Margo and her husband Terry followed suit. Margo was one of Rowen’s older cousins. She and Terry were living with the rest of the family until they found a place of their own. Rowen couldn’t imagine anyone thought they would ever move out. Greensmith marriages almost never lasted that long. Something about the family seemed to just make men uncomfortable after a while.
“I haven’t seen you since the wedding,” said Margo, wrapping her tanned, stick thin arms around Rowen’s neck.
“It’s good to see you,” Terry added, standing behind his wife and offering only a friendly nod.
“It’s been a while,” Rowen agreed.

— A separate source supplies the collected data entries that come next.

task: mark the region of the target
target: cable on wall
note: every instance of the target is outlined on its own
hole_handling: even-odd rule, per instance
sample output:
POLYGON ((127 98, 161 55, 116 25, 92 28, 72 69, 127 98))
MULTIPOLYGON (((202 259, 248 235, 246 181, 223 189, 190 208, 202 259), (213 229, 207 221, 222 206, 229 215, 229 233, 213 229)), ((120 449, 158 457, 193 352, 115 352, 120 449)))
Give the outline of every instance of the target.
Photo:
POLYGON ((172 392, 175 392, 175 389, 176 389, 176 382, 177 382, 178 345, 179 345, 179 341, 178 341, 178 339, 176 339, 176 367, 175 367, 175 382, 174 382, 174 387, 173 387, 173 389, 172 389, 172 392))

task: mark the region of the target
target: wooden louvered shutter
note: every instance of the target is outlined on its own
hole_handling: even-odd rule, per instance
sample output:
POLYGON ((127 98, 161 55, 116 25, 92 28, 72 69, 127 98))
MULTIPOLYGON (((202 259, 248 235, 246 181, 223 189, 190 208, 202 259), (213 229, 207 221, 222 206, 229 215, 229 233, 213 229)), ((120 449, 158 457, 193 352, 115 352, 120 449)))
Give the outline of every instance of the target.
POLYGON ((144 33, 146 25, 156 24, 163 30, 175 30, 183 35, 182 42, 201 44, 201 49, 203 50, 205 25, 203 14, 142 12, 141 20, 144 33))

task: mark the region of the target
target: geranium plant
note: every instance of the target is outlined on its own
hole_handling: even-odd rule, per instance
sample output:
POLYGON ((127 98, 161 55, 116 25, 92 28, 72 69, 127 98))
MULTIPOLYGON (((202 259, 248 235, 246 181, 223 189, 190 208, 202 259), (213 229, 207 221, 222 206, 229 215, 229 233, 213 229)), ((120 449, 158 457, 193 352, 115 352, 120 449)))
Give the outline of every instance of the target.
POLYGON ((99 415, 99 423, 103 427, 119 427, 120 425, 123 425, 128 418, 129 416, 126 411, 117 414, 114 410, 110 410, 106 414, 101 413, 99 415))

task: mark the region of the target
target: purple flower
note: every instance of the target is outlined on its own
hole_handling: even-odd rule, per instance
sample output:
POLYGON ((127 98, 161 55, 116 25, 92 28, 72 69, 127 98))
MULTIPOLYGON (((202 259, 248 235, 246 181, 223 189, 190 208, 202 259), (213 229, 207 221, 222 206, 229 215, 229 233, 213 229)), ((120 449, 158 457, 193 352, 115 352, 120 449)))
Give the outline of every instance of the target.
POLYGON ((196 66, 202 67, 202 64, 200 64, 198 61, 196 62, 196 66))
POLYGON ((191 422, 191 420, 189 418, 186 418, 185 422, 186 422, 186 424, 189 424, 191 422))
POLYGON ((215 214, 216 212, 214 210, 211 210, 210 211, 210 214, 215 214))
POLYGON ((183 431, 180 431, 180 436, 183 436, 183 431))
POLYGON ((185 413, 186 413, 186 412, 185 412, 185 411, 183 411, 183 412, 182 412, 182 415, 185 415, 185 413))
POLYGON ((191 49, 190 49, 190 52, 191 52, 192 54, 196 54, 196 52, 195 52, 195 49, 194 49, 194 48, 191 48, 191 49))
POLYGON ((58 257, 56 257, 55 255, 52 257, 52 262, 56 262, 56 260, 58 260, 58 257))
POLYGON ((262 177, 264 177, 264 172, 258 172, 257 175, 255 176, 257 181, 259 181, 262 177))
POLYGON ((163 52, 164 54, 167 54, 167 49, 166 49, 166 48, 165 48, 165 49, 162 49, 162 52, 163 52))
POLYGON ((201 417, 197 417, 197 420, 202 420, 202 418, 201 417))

Once separated from her cousins, she went straight for Grammy. Grammy was the only person here that she was truly eager to see. She had been like a mother to Rowen and her cousins. If there was a head of the Greensmith family, she was it.
“It’s about time,” Grammy scolded. She had never made it a secret that she disapproved of Rowen’s moving away. Still, she was smiling when she hugged her. “I’m glad you’re here. We all are.”
Rowen had never had a bedroom all her own in the Greensmith household. She had always shared with a cousin or two. For this visit, they set her up in the attic. There was a decent little bedroom up there, if you didn’t mind cobwebs and clutter.
Rowen put down her things and called her boss to check in. She was supposed to get to the scene ASAP, but the trip had been a long one. Rowen paid Ted some lip service about getting to work immediately. Instead, she just flopped down on her mattress and took a power nap.
#
Rowen awoke just before dinner time to the sound of Willow knocking on the door. “Mom’s here,” Willow said. “I know you need to talk to her for work.”
Was that how the family saw Rowen? The main reason Rowen wanted to see Nadine was that she was family, not for some story. Did they think that work was the only reason she was visiting? It was, though, wasn’t it? Nadine sighed. Without her boss forcing her here, she probably wouldn’t have come.
Feeling like scum, Rowen
headed downstairs. She gave Aunt Nadine a hug before sitting down to a dinner of Grammy’s stew. It was good, but Nadine didn’t eat much. She seemed in low spirits, despite everyone’s best efforts to cheer her up.
“I just don’t understand how this could have happened,” Aunt Nadine said with a sigh, poking her food around in her bowl. Her daughters were seated on either side of her. They put hands on her shoulders, attempting to reassure her. “And I’m afraid they blame me. How could I have done anything of that? Why would I have?”
Aunt Lydia steepled her hands on the table, assuming a grim expression. “It’s because of what we are,” she said solemnly. “There no end to the persecution of witches. Not even in Lainswich.”
Rowen inwardly flinched at the word ‘witch’. Of all the things about her family that frustrated her, that was likely the part she had tried to distance herself from the most.
Grammy waved a hand at her daughter, annoyed. “Oh, hush. You know nothing of persecution - and I’m glad for that.” Grammy had grown up in a different time. According to her, their great grandmother had been taken by an angry mob and strung up on the old oak out back for being a witch. “They’re questioning Nadine because she’s the one that sold the trunk. They’ll question us all again before this is over. Just you wait.”
“So do they know who the body belonged to?” Rowen asked, trying to enter the conversation as carefully as possible.
Nadine shook her head. “If they do, they’re not telling me.”
“And it had the body in it before it was sold?” continued Rowen.
This time Nadine simply shrugged. “I wouldn’t have known. I could never get the dumb thing open.”
“So she thought she would make a quick buck selling it off to some poor rube,” Granny amended, irritable. She sighed. “Well, it’s over and done with now. All we can do is try to ride this thing out. We’ll get through it. Don’t you worry.”